For many the holidays symbolize a time of togetherness, spreading warmth and cheer, and celebrating with family and friends. Sharing space with loved ones and gathering around good food to feel the joy of one another.
For Chef Susy Gonzalez, some of her fondest memories, and her passion for food are rooted in the warm heart of a loving grandfather.
Chef Gonzalez shares the story and memory of her abuelito with a family recipe.
“My grandfather was first generation. He was the definition of living the American dream,” Chef Gonzalez said.
In 1970, Thomas Ortiz Pena moved his family from Mexico City, Mexico to Chicago, Il. Pena had decided to follow his heart and moved to the United States in search of his version of the American Dream.
In Chicago, Thomas found work at the south Chicago steel mill and purchased his first American home. Shortly thereafter, Pena opened Thomas’ Barber Shop on the south side of Chicago. He ran the barber shop for years until he retired, spending each day making the people in his community look as good as he made them feel.
“He was such a positive person and never complained about anything,” Chef Gonzalez explained, “For as long as I can remember he was always working on something even long after retirement, like crafts and small Mexican desserts.”
“My love for cooking started with my grandfather.

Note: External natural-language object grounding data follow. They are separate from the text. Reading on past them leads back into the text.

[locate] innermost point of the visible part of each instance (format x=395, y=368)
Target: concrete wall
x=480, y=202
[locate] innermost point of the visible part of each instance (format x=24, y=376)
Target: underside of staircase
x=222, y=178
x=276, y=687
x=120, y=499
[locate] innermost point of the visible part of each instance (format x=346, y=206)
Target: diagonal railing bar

When he finally retired and closed his barbershop we all moved to Saint Louis. Even after retirement, he continued on with doing what he could to never stop working. He started focusing more on his Mexican sweets, such as lollipops, frozen pops, candied peanuts, a variety of fresh Mexican candies, and my personal favorite, his cinnamon gorditas.”
Pena quickly became very popular, taking his sweet treats to the Mexican restaurants and stores throughout St. Louis County.

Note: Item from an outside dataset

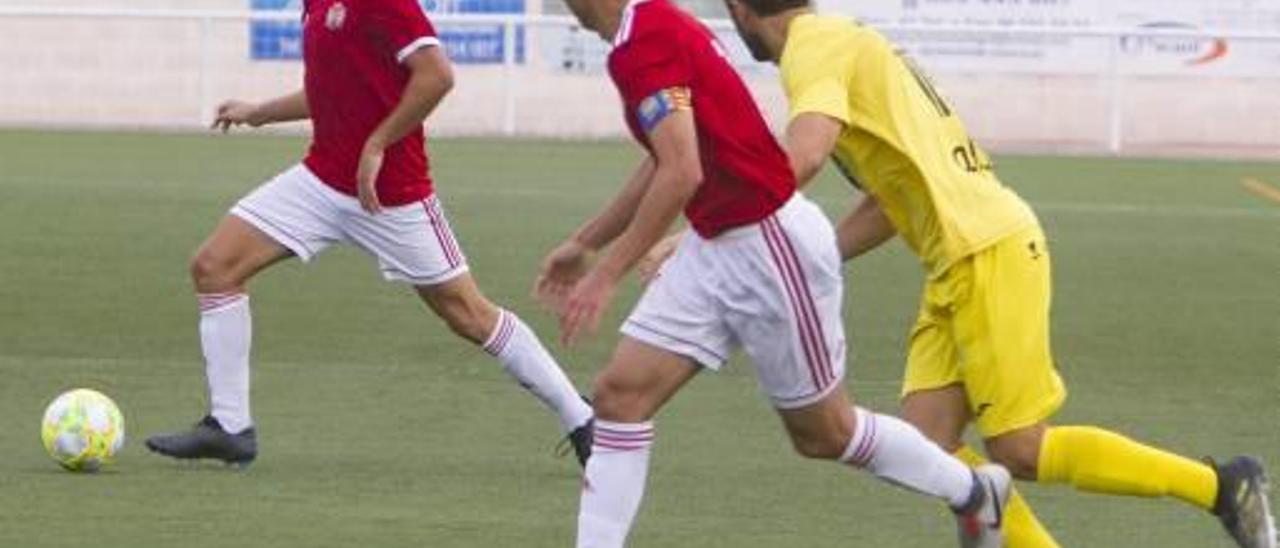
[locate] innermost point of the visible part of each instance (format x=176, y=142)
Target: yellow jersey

“Before I knew it, anytime I would go to any restaurant they would ask how my grandfather was doing and when he was going to bring them more of his many Mexican treats.”

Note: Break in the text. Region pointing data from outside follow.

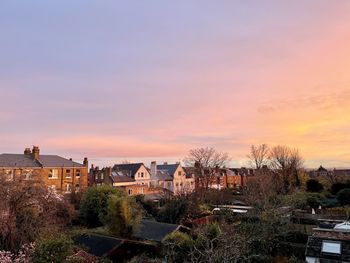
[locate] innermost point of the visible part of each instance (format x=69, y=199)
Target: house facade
x=172, y=177
x=57, y=173
x=330, y=242
x=133, y=178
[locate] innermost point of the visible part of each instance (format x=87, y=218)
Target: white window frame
x=53, y=174
x=68, y=188
x=9, y=175
x=334, y=247
x=69, y=175
x=52, y=188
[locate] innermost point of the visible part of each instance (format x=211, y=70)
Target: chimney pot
x=153, y=168
x=27, y=151
x=36, y=152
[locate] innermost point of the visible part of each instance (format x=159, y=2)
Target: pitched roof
x=152, y=230
x=129, y=169
x=164, y=176
x=98, y=245
x=24, y=160
x=314, y=249
x=116, y=178
x=169, y=168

On November 24, 2022, Thanksgiving Day, Thomas Ortiz Pena passed away at the age of 86.
“I will never forget driving all around town with him,” Chef Gonzalez said. “Growing up he taught me to always work hard and never give up, my Abuelito was a very hard worker, even after retirement and up to his last day with us, he was operating his craft shop out of his house.”
“This recipe is in honor of my grandfather. Thank you for teaching me everything I know in the kitchen and for inspiring me to be my true self always. Your legacy will live on forever Abuelito!”
Thomas’ Cinnamon Gorditas
2 cups all-purpose flour
3/4 cup cane sugar
1 teaspoon baking powder
1/2 teaspoon ground cinnamon
1/8 teaspoon salt
2 sticks of medicated butter
1 large egg
1/2 teaspoon vanilla extract
1/4 cup warm milk
Place a comal (griddle or cast-iron skillet) over medium heat and allow it to heat up. Once heated, drop the temperature to low.
In a bowl combine all the dry ingredients. Add the butter and combine until you have the consistency of small crumbs.
Add the egg, and vanilla extract and little by little add the warm milk and mix well with your hand. The mixture may be a little sticky.
Knead dough in the bowl until the dough is pliable and springy. Sprinkle with flour if the dough is too sticky.
Knead for 5 to 10 minutes.
Cover the bowl with a clean dish towel and let the dough rest for 10 to 15 minutes.
Form 2- to 2½-inch dough balls.
Use a tortilla press when making these gorditas. Place a piece of plastic wrap or wax paper over each end of the tortilla press. The ball of masa will sit between the two pieces of plastic wrap or wax paper during the pressing process. Place a ball of dough on one end of the tortilla press directly on the plastic wrap. Close the tortilla press and gently press down on the handle, flattening the dough and creating a gordita.
Open the press and place gordita on preheated comal to cook for approximately 2 to 3 minutes or until browned and slightly puffy. Turn gordita over to brown on the second side for approximately 2 to 3 minutes more.
Keep the gorditas warm in a tortilla warmer or under a clean dish towel while you make the rest.
Serve with flavored medicated butter spreads or drizzled with cajeta, dulce de leche, sweetened condensed milk, or topping of your choice.
Enjoy these warm, delicious gorditas with a cup of coffee like my abuelito and I would.
Susy Gonzalez is a classically trained chef with a passion for cannabis. She has used her passion and expertise to develop and create some of the cannabis industry’s most loved edibles and unique marijuana-infused products. Gonzalez shares her recipes with Patients in an effort to help educate about and destigmatize marijuana use. At A Joint Operation, a management group based in St. Louis, Gonzalez focuses on helping Missouri marijuana companies develop brands and products.